Un roman sans passion comme sans aventures et dont les héroïnes ne sont ni des intellectuelles ni des amoureuses, devait, en effet, sembler à Mme de Staël une reproduction sans intérêt de cette réalité plate et vulgaire que sa propre imagination aimait à hausser constamment au ton de l’enthousiasme et du drame. Aujourd’hui, les Laura, les Margiana sont oubliées, la noble Corinne elle-même est délaissée et ce qui faisait qualifier Elizabeth de « vulgaire » en 1814, nous la fait maintenant trouver vraie. Comme au jour où Jane Austen peignit leur gracieuse image, les héroïnes d’« Orgueil et Parti pris », du « Château de Mansfield », de « Persuasion », sont restées jeunes. Elles n’ont pas même été atteintes par les caprices de la mode. Il faut parfois l’aide d’un illustrateur comme Hugli Thomson [2] pour rappeler au lecteur que leur jeunesse date du temps où le Prince Régent gouvernait l’Angleterre et où les femmes se paraient de châles de linon et de coiffures à la mameluk.
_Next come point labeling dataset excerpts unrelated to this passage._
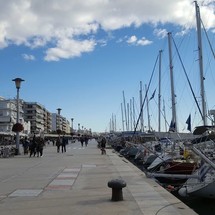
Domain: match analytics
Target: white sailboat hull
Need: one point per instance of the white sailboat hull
(199, 190)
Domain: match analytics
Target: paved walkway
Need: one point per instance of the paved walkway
(75, 183)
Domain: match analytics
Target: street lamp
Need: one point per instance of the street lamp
(18, 84)
(72, 124)
(58, 127)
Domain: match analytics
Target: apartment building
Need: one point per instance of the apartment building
(8, 115)
(38, 116)
(60, 123)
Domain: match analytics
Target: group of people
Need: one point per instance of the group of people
(34, 147)
(84, 140)
(61, 142)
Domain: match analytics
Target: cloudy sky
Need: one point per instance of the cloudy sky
(81, 55)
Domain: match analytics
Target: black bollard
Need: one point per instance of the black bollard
(117, 185)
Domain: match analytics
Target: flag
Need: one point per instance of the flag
(188, 122)
(153, 95)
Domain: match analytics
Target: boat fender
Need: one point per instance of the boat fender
(183, 192)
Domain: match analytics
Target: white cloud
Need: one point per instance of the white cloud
(161, 33)
(28, 57)
(143, 42)
(39, 23)
(132, 39)
(139, 42)
(67, 48)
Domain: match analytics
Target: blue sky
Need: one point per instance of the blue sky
(80, 55)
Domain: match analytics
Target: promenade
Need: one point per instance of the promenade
(75, 183)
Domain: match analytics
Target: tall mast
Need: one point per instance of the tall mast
(126, 123)
(141, 111)
(147, 99)
(174, 122)
(159, 94)
(133, 114)
(128, 116)
(123, 129)
(198, 24)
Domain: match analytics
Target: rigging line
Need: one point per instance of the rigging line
(187, 78)
(141, 110)
(208, 39)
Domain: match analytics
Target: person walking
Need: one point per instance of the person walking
(40, 145)
(63, 146)
(32, 147)
(86, 140)
(58, 144)
(103, 146)
(82, 140)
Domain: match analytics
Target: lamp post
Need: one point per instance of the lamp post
(58, 119)
(18, 85)
(72, 124)
(78, 127)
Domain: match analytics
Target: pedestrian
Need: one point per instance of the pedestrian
(58, 144)
(32, 147)
(25, 146)
(63, 146)
(103, 146)
(40, 144)
(86, 140)
(82, 141)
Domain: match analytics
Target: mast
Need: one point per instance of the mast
(164, 112)
(126, 123)
(123, 129)
(147, 102)
(173, 122)
(198, 24)
(141, 112)
(131, 120)
(159, 94)
(128, 116)
(133, 113)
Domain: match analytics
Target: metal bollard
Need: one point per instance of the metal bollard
(117, 185)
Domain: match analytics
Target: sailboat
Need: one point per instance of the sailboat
(202, 183)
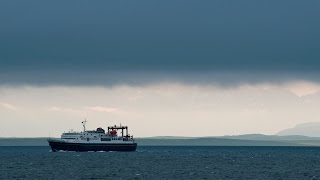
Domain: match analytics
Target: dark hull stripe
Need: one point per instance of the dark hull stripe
(64, 146)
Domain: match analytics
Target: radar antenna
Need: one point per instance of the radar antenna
(84, 124)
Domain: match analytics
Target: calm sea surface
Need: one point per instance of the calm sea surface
(162, 163)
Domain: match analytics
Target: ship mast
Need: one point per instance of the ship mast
(84, 124)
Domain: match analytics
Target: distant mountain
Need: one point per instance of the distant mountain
(311, 129)
(241, 140)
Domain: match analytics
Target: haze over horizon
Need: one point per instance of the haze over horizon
(164, 68)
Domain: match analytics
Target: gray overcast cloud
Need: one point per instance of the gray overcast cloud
(107, 42)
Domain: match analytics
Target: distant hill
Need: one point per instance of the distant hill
(311, 129)
(241, 140)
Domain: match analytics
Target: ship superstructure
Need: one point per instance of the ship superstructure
(95, 140)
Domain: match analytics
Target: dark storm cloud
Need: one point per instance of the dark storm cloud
(103, 42)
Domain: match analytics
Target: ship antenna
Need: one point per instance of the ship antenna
(84, 124)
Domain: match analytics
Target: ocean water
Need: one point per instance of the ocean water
(171, 162)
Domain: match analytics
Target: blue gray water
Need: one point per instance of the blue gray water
(163, 163)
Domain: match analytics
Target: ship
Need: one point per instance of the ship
(94, 140)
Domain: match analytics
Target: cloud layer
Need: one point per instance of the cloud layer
(114, 42)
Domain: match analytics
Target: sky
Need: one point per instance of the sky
(178, 67)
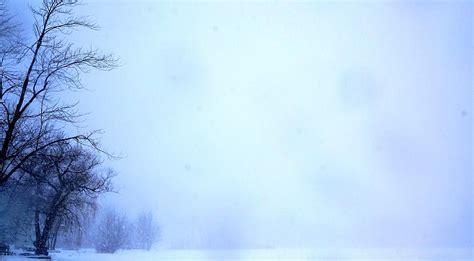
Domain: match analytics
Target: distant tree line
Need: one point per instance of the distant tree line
(51, 171)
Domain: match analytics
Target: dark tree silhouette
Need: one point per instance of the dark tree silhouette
(30, 74)
(66, 179)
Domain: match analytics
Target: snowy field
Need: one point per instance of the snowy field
(265, 254)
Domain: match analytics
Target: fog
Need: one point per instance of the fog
(276, 124)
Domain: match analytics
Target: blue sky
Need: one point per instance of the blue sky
(302, 124)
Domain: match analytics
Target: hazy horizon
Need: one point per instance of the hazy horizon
(309, 124)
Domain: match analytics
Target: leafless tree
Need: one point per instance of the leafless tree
(112, 231)
(147, 231)
(31, 76)
(67, 179)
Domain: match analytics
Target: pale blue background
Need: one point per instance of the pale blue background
(273, 124)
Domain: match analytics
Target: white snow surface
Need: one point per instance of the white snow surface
(454, 254)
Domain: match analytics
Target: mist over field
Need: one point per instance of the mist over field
(285, 125)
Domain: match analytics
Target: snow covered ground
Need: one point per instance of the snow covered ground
(456, 254)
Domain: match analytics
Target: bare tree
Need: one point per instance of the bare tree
(147, 231)
(31, 75)
(112, 232)
(67, 179)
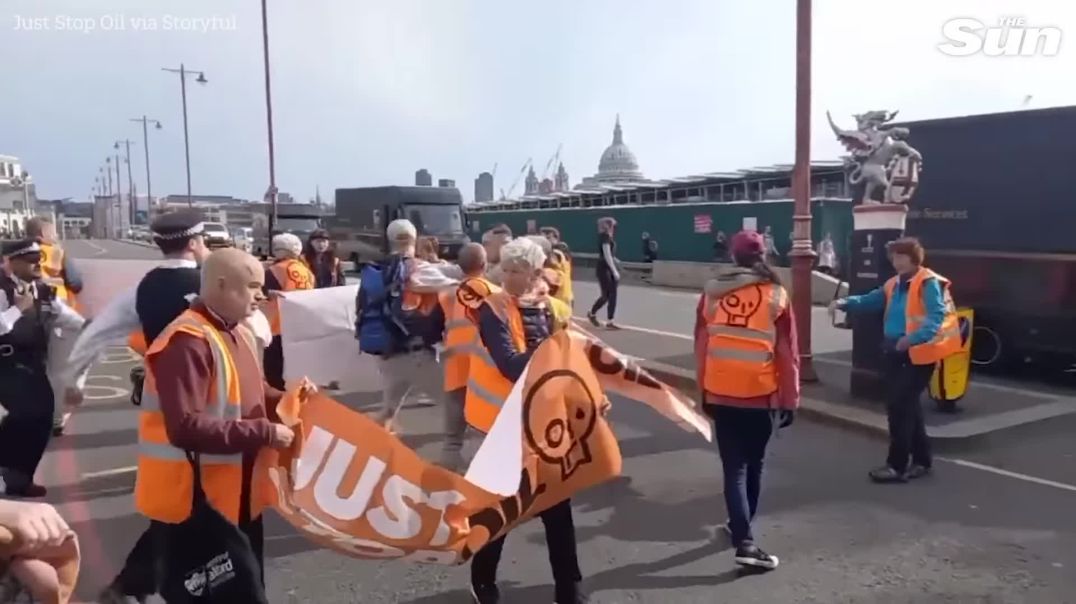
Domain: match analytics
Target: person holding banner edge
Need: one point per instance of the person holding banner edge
(512, 323)
(748, 368)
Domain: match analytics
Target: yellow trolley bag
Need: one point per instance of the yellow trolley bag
(952, 374)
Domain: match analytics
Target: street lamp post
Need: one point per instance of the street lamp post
(131, 204)
(186, 138)
(145, 144)
(802, 253)
(272, 166)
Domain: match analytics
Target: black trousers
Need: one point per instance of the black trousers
(907, 429)
(27, 395)
(273, 362)
(560, 542)
(141, 572)
(608, 288)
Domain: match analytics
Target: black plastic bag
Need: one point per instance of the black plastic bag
(207, 559)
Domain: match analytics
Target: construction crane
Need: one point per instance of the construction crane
(523, 170)
(551, 165)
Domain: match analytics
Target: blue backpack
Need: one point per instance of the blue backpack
(380, 326)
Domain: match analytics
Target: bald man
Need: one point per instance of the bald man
(183, 368)
(459, 307)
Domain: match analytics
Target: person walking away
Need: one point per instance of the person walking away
(207, 350)
(919, 328)
(608, 274)
(461, 341)
(748, 365)
(286, 274)
(29, 310)
(319, 257)
(493, 240)
(720, 247)
(512, 323)
(826, 255)
(400, 321)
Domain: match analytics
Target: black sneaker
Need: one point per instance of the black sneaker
(574, 594)
(917, 472)
(749, 555)
(887, 475)
(485, 593)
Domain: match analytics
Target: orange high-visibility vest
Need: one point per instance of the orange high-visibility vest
(486, 388)
(461, 333)
(165, 483)
(946, 342)
(52, 265)
(137, 342)
(292, 275)
(741, 337)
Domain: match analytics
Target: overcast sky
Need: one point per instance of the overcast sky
(366, 93)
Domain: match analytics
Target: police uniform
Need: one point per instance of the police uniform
(26, 392)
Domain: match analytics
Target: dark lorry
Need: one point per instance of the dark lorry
(297, 219)
(363, 214)
(993, 212)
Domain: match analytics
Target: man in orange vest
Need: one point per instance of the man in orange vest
(748, 367)
(286, 274)
(461, 341)
(512, 323)
(920, 328)
(204, 394)
(59, 271)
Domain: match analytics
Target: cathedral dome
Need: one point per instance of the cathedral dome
(618, 163)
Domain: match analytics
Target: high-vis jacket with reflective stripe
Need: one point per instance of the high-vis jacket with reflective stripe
(741, 336)
(291, 275)
(946, 342)
(164, 487)
(461, 333)
(486, 388)
(52, 265)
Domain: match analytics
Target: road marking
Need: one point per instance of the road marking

De même qu’il ne contient pas de portrait d’héroïne, le roman de Jane Austen ne fournit jamais la description d’une toilette. Mais l’absence de détails trop minutieux sur leur parure, si elle permet qu’on oublie l’âge de ces héroïnes, ne suffirait pas à expliquer pourquoi elles n’ont

  1. Life of Sir J. Mackintosh, cité par J. E. Austen Leigh. « Memoir ». Page 137.
  2. Jane Austen’s novels, with illustrations, by Hugh Thomson and introductions by Austin Dobson. (Macmillan. London. 1895-97). Seul, « Orgueil et Parti pris » n’est pas illustré par Hugh Thomson. Les illustrations de ce volume sont de Ch. E. Brock.